Falling flowers (inerti) #1
2025
Carta igienica, resina acrilica, su
calco di scatola trovata realizzato in cemento armato,
resina e polvere di marmo, alluminio
18 x 26 x 6 cm


Falling Flowers (inerti) unfolds from decorative patterns printed on toilet paper: floral motifs, mass-produced and ubiquitous, designed to aestheticise a consumable object and naturalise its disposal. Joyful, worn, conventional — images that perform nature while belonging entirely to packaging and commercial logics.

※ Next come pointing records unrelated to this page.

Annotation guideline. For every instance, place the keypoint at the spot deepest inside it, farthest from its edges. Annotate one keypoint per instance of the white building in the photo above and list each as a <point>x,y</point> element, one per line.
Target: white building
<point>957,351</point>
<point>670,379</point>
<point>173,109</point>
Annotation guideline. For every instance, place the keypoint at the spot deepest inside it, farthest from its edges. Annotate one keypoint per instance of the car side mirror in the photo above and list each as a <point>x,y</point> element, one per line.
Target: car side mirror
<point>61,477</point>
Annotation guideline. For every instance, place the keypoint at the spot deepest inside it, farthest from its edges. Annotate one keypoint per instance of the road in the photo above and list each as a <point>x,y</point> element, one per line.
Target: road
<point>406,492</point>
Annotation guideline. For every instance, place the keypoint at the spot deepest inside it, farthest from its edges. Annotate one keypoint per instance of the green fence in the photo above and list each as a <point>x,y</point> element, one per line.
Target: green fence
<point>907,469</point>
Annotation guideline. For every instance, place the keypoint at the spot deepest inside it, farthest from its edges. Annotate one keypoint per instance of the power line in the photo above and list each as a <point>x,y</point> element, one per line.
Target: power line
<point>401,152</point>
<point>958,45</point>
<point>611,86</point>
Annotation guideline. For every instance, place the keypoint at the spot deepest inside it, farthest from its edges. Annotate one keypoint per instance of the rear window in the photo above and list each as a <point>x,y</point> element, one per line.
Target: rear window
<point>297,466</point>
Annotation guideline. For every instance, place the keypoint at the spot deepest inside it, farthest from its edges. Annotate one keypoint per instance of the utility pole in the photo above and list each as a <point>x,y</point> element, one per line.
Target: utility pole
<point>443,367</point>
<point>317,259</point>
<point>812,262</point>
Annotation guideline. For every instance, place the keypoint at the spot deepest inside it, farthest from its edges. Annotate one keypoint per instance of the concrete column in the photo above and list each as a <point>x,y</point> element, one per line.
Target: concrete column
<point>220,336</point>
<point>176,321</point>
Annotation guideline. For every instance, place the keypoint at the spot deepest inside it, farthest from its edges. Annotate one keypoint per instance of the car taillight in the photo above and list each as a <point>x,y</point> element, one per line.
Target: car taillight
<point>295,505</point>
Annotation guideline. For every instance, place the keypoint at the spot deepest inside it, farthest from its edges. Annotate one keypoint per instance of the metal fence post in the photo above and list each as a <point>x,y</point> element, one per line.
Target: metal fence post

The series treats these images as a pictorial field. The toilet paper and its blossoms — used as pigment — are stratified on concrete moulds cast from empty boxes, through a personalized process drawn from fresco technique, tearing, and glazing. Screws, wall plugs and fastening elements appear across the surfaces, functioning simultaneously as compositional elements and as mechanical grafts onto botanical forms.
The term Inerti designates matter that does not react, that resists. The term is held against the images it names: decorative motifs produced for instant consumption, persisting as surface and skin of new bodies — suspended fragments of architectures. What aestheticises the disposable accumulates as residue: the management of comfort, the aestheticisation of necessity, the slow sedimentation of images and their value systems, designed to circulate and disappear.